Pilot is saddened to learn that Wg Cdr Kenneth Wallis MBE, DEng (hc), CEng, FRAeS, FSETP, PhD (hc), RAF (Ret’d) passed away on 1 September, aged 97.

Wg Cdr Wallis had a life-long passion for aviation. After making his first solo flight at Cambridge in 1937 in a de Havilland Gipsy Moth, Wallis flew Westland Lysanders and completed 24 wartime missions over Northern Europe in Vickers Wellington bombers, despite having poor sight in one eye.

He then spent twenty years as a scientist and pilot engaged in armament and weapon research. His activities included examining and testing captured enemy armament, creating the optimum bombing-up procedures for the English-Electric Canberra; Britain’s first jet bomber. He also tested weapons for the Mach 2 fighter later known as the Lightning.

Upon leaving the RAF in 1964, he turned his attention to autogyros and has been credited with creating a motor head design that mitigated their tendency to enter a steep climb if flown too quickly, risking their rotors cutting off their own tails. Famously he created autogyro ‘Little Nellie’, which he then flew as Sean Connery’s stunt double in ‘You Only Live Twice’.

Between 1968 and 2002 he set 34 world records, many of which he still held at the time of his passing. Among those still standing is the 3km speed world record for autogyros which, in 2001, he set at 207.7 kph.

The Wallis family’s interests in aviation date back to 1908, when Ken’s father and uncle decided to build a flying machine at their home in Cambridge. The ‘Wallbro Monoplane’ flew in 1910, used steel tube construction and was fitted with ailerons, well in advance of its wing-warped contemporaries. In 1973, Ken and his cousin Geoffrey began to create a flying replica, which was flown by Ken in 1978.

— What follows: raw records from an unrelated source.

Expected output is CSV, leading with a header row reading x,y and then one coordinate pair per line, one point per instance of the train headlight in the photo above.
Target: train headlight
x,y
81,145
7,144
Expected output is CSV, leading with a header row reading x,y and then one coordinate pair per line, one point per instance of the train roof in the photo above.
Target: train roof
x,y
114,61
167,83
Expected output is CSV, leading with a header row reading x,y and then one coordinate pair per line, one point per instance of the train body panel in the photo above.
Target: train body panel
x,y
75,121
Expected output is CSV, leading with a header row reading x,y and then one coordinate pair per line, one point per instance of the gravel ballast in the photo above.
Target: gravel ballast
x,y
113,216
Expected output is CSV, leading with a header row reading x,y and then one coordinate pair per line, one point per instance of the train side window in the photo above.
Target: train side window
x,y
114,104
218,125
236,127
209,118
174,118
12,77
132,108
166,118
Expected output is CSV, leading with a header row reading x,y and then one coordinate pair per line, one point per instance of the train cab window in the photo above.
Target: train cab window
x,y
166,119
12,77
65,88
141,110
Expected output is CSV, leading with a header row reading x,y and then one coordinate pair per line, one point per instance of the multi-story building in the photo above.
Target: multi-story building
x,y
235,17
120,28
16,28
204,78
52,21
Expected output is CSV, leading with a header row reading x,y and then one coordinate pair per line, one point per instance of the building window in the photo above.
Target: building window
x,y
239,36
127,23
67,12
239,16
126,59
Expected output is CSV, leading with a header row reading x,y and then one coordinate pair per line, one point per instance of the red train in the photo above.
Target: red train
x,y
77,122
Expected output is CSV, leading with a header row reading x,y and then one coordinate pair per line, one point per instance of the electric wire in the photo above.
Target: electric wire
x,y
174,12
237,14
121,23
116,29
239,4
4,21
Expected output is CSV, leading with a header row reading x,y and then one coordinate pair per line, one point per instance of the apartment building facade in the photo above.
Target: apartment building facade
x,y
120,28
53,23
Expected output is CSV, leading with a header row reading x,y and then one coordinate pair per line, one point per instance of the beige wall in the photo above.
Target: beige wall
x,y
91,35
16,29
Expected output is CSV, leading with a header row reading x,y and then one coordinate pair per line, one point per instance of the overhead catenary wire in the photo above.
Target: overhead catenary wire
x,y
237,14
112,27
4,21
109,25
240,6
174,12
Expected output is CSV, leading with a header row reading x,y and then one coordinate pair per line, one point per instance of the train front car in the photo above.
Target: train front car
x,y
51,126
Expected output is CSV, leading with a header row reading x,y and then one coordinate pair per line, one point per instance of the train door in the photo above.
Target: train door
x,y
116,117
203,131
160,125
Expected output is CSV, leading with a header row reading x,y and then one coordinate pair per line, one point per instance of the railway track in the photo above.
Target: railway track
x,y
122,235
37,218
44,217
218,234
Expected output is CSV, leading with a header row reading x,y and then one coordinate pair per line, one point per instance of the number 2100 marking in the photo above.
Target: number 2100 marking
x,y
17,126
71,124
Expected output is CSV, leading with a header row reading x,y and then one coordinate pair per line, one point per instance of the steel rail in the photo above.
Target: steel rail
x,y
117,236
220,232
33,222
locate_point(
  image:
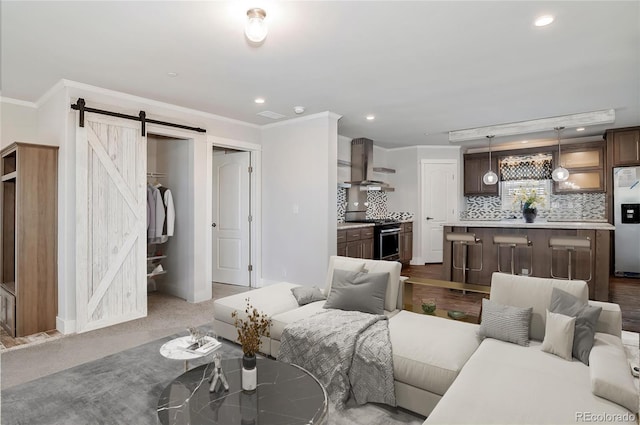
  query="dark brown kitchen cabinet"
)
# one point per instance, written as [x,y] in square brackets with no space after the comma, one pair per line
[475,166]
[625,143]
[356,243]
[406,242]
[585,163]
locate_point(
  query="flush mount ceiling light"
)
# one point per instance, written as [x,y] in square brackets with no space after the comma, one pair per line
[543,21]
[560,174]
[544,124]
[256,28]
[490,177]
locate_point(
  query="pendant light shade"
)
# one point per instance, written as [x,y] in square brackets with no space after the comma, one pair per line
[490,177]
[256,27]
[560,174]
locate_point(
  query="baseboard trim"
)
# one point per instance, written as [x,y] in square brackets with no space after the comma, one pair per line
[64,326]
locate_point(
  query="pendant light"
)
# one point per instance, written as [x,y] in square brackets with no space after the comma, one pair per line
[490,177]
[560,174]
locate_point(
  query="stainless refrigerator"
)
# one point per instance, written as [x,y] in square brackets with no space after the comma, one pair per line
[626,203]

Among his other inventions were a 16mm camera, created in 1945 with capacity for 100 shots on a length of cine film. It could be worn as a wristwatch as it was only 2½ inches long. Ken also devised the world’s first electric slot-car race track. According to biographer Ian Hancock, the track was built in 1942, using the air-raid black-out boards of his Nissen hut. The cars, which had front wheel steering, ultimately used motors from an electro-mechanical navigation and bomb-aiming computer extracted from a German Arado 234 bomber.

Last year, Wg Cdr Wallis received lifetime achievement awards from both the Royal Aero Club and the Guild of Air Pilots and Air Navigators; he was still flying in his 75th year as a pilot.

Speaking in tribute, His Honour Judge Tudor Wyn Owen QC, the Master of the Guild of Air Pilots and Air Navigators said: “Wg Cdr Wallis will be remembered for his ingenuity, energy and perseverance over a lifelong involvement in aviation, and for his charming personality.”